Eightieth book started & finished in 2010: How I Filmed the War: A Record of the Extraordinary Experiences of the Man Who Filmed the Great Somme Battles, etc. by Lieut. Geoffrey H. Malins (199 pp at Project Gutenberg, not counting index).
Was it interesting? A first-person account of being one of the first Kinematographers to film front-line war footage? During World War One, including the Battle of the Somme? It was highly interesting.
Well-written? It was engaging, and given that it was written during the war (albeit published after), its sometimes overly-nationalistic tone (Bully For Britain! Damn those godless Huns!) is perfectly excusable. I enjoyed looking at the pictures, and have been hunting for a copy of The Battle of the Somme film which uses some of the footage that Malins shot. If anything, my complaint is that I wanted to end each chapter by watching the footage he got.

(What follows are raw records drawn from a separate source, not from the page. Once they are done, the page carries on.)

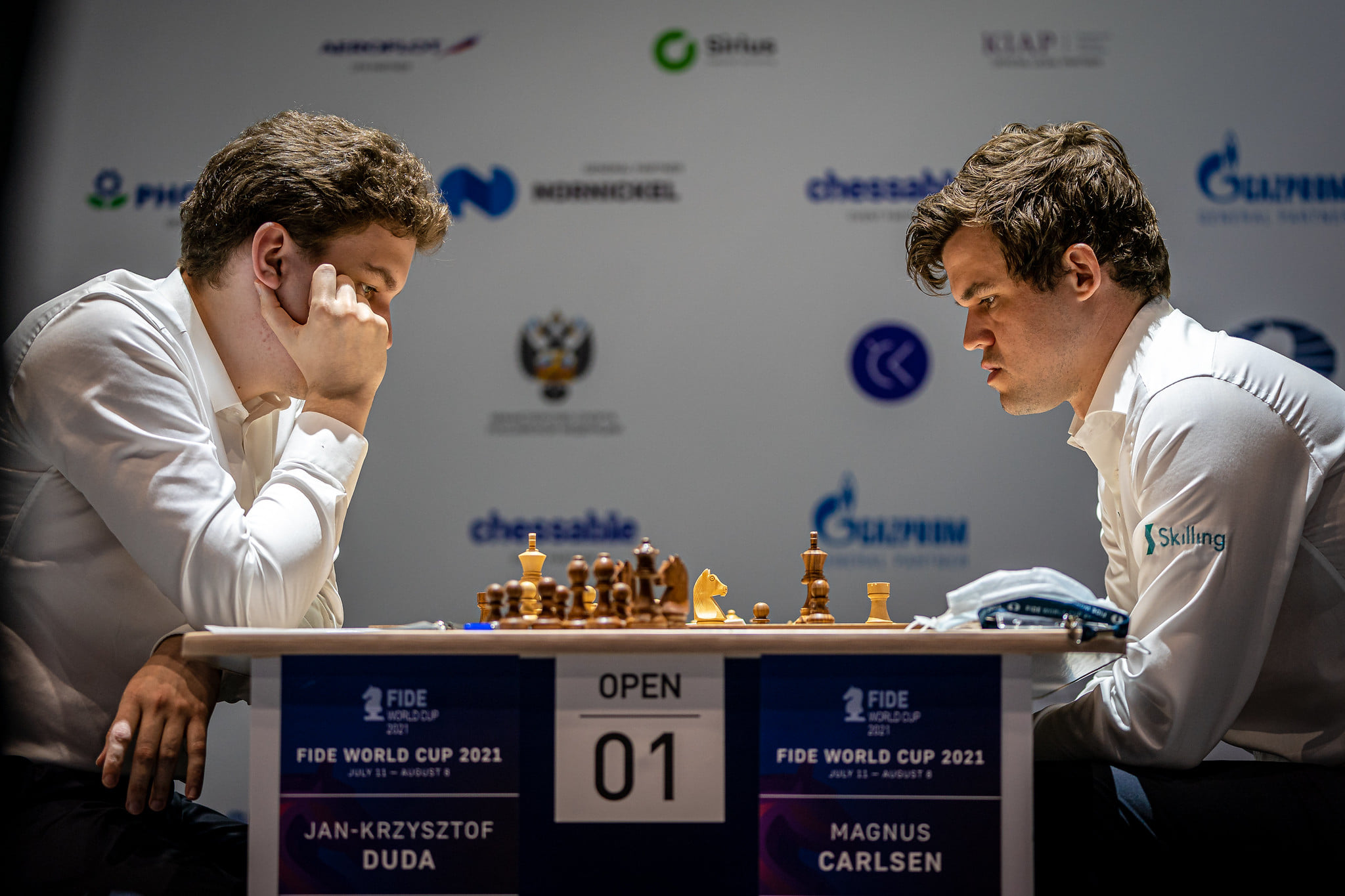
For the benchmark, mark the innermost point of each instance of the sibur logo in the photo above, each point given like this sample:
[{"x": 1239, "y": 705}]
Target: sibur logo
[
  {"x": 674, "y": 51},
  {"x": 889, "y": 362},
  {"x": 494, "y": 196},
  {"x": 854, "y": 704},
  {"x": 1300, "y": 341}
]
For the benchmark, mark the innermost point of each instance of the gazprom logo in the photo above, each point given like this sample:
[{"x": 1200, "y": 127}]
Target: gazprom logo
[
  {"x": 1222, "y": 182},
  {"x": 837, "y": 523},
  {"x": 1292, "y": 339},
  {"x": 494, "y": 196}
]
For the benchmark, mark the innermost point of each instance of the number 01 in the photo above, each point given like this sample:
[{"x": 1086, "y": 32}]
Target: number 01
[{"x": 663, "y": 740}]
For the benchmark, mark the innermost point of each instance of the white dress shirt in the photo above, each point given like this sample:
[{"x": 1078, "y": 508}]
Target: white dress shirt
[
  {"x": 1222, "y": 500},
  {"x": 141, "y": 498}
]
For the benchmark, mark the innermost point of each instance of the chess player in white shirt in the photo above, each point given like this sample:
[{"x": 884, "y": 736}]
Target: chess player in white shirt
[
  {"x": 1222, "y": 501},
  {"x": 182, "y": 453}
]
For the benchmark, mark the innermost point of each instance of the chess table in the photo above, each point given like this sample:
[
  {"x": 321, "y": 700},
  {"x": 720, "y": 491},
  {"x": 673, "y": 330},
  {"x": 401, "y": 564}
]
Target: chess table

First line: "Fate has not been unkind to me."
Would I read it again? I would. Especially if I ran across the film footage I was talking about.
Keep or give away? I would keep it if I owned it, but since I read it on-line
here at Project Gutenberg, I don't need to. Although I would definitely buy an edition of the book that came with footage from Malins' camera.
Would I read a sequel/further adventures? I would, but he did not write further. He took ill in 1917, and was discharged from the army due to illness. He moved to South Africa, and died of cancer in 1940 (biographical detail from
his entry at the Imperial War Museum website).